The Birdwatcher’s Yearbook 2013
Edited by David Cromack
Now in its 32nd year is there any future for BYB in 2013? If I really had to ask that question I wouldn’t be having the privilege of reviewing the latest edition. The internet may well have revolutionised birding but it hasn’t replaced to have all the information you need at your fingertips and in one convenient place. I hope I’m not old but I am firmly in the pro-book camp. e-books are all well and good and I have a few fieldguides in this format that are very useful but when I’m ever lucky enough to find a rarity using the guide what do I do regarding submission of the record? Well if I’m at home it’s easy but if the bird was in Devon, who get the record? Easy, just flick to page 241 and I have everything I need.
As usual BYB packs a lot on its 328 pages Starting with the features and our very own Mr Birdfair – Tim Appleton kicks things off with a look back at 24 years of Birdfair. We also get a summary on the BTO’s Cuckoo tracking programme and a look at the birding news headlines. There then follows a quick run through of 2012’s best bird books and a look at what’s hot on the internet.
Next follows the Diary, something I find extremely useful as I can quickly add species to a day, i.e. my first Swallow of the summer or a peak date for the emergence of the Hornet Moth which save me time looking for key dates to get out and about. The log sheets are similarly useful as you can build up a picture of what you see and more importantly when. There are up-to-date list for birds, the latest BOU update is included, and dragonflies but once again the butterfly list is woefully inadequate for anything other than the most regular of migrants.
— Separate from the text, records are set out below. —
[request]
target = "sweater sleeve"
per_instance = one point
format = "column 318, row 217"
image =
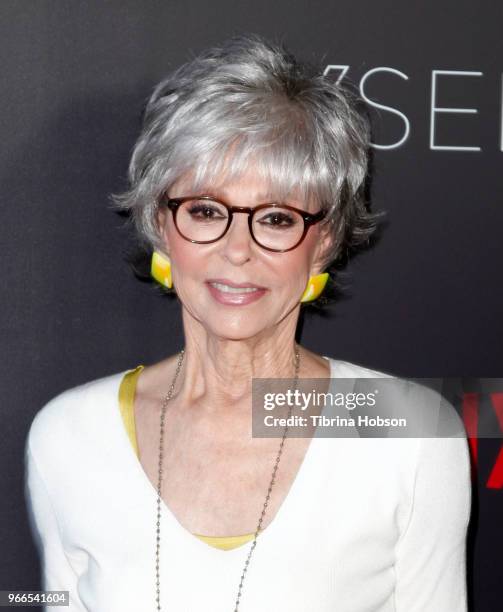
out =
column 57, row 571
column 430, row 562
The bulk of the book is made up of the directory, which includes details of just about every local national bird group/club in the UK as well as many international organisations, details of speakers, photographers, and equipment dealers – the works. Of great use are the tide and sunrise/sunset tables so you’ll never miss that killer photo of waders against a setting sun ever again. There is also a chapter on selected bird reserves but I guess this is by the nature of the book somewhat limited and the bit I use least.
All-in-all, I cannot praise the Birdwatcher’s Yearbook highly enough – long may it reign!